The company said the findings "add to the growing body of evidence supporting Vaxzevria as a third dose booster irrespective of the primary vaccination schedules tested". The data on Vaxzevria's potential as a booster came from a comparative analysis in a trial testing a redesigned vaccine that uses the vector technology behind Vaxzevria but targets the now-superseded Beta variant. AstraZeneca is trying to show the Beta-specific vaccine has potential also against other variants and more trial data is expected during the first half of the year.

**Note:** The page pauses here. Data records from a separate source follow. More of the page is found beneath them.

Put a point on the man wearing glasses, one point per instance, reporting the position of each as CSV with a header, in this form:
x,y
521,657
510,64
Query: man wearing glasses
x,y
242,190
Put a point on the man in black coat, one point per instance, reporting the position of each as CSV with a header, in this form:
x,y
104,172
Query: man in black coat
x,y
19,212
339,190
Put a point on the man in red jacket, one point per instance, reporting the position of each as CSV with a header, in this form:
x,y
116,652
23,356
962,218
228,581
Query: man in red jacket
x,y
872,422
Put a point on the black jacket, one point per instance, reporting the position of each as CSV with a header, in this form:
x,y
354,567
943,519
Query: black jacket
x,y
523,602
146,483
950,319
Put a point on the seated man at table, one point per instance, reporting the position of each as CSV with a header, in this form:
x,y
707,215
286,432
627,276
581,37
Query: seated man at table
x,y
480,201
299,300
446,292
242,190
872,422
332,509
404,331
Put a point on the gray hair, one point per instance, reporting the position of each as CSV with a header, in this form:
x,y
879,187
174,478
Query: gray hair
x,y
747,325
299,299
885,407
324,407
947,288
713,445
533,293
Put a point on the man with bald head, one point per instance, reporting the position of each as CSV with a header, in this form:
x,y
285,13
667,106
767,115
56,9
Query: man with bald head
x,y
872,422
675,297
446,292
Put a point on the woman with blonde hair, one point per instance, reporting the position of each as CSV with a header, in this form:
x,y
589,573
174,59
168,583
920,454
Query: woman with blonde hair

Separately, Oxford University and AstraZeneca last month started work on a vaccine specifically targeting Omicron though Astra - as well as other vaccine makers in similar development projects - have said it was not yet clear whether such an upgrade was needed. A major British trial in December found that AstraZeneca's shot increased antibodies when given as a booster after initial vaccination with its own shot or Pfizer's, but that was before the explosive spread of the Omicron variant.


However, the study at the time concluded that mRNA vaccines made by Pfizer and Moderna gave the biggest boost to antibodies when given as a third dose. AstraZeneca and its contract manufacturing partners have supplied over 2.5 billion doses globally of its vaccine, even though it is not approved in the United States, while BioNTech-Pfizer has shipped about 2.6 billion doses.